Friday arrived. Maya stood outside Tyler's house, cowboy hat firmly in place, wearing her longest swimsuit cover-up that was basically a dress. Music thumped inside. She took a breath and walked in.
The pool was indeed ridiculous—glowing blue, people floating on inflatables shaped like pizza slices and flamingos. Maya bee-lined for the snack table, grabbed a soda, and prepared to spend the next three hours pretending to check her phone.
"Nice hat."
She turned. Tyler. Actual Tyler, shirtless, dripping wet, grinning like he didn't realize he was at the top of the social food chain.

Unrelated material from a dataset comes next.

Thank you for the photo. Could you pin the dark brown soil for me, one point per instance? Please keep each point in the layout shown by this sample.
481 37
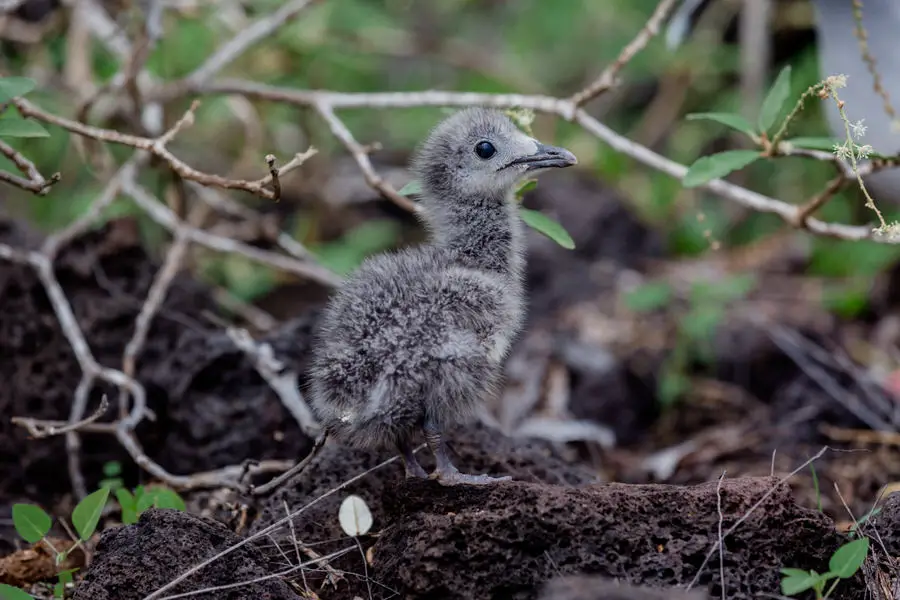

"Thanks," she said, pulling it lower.
"You swim?"
"Nope."
"Me neither." He grabbed a towel. "Actually, I can. I just hate it. My parents built this whole pool thing and everyone thinks I'm some swim team kid but I'd honestly rather be inside playing Mario Kart."
Maya blinked. "You're lying."
"Scout's honor." He held up three fingers. "I'm literally just here for the snacks and so my friends stop calling me a hermit. You?"
"Hat," Maya said. "It's my whole personality. Without it, I'm just... background character energy."
Tyler laughed. "Same. But with, like, my hair and curated Instagram posts. It's all just a hat."
They ended up on the back porch, not swimming, eating way too many chips, making fun of people doing cannonballs. Maya took off her hat for the first time all night.
"Your hair's actually cool," Tyler said.
"Yours too," she replied, and they both laughed because they were both objectively lying.
Maybe, Maya thought, the strategy wasn't about armor. Maybe it was about finding people who got the joke. She put the hat back on—but she didn't pull it down quite so low.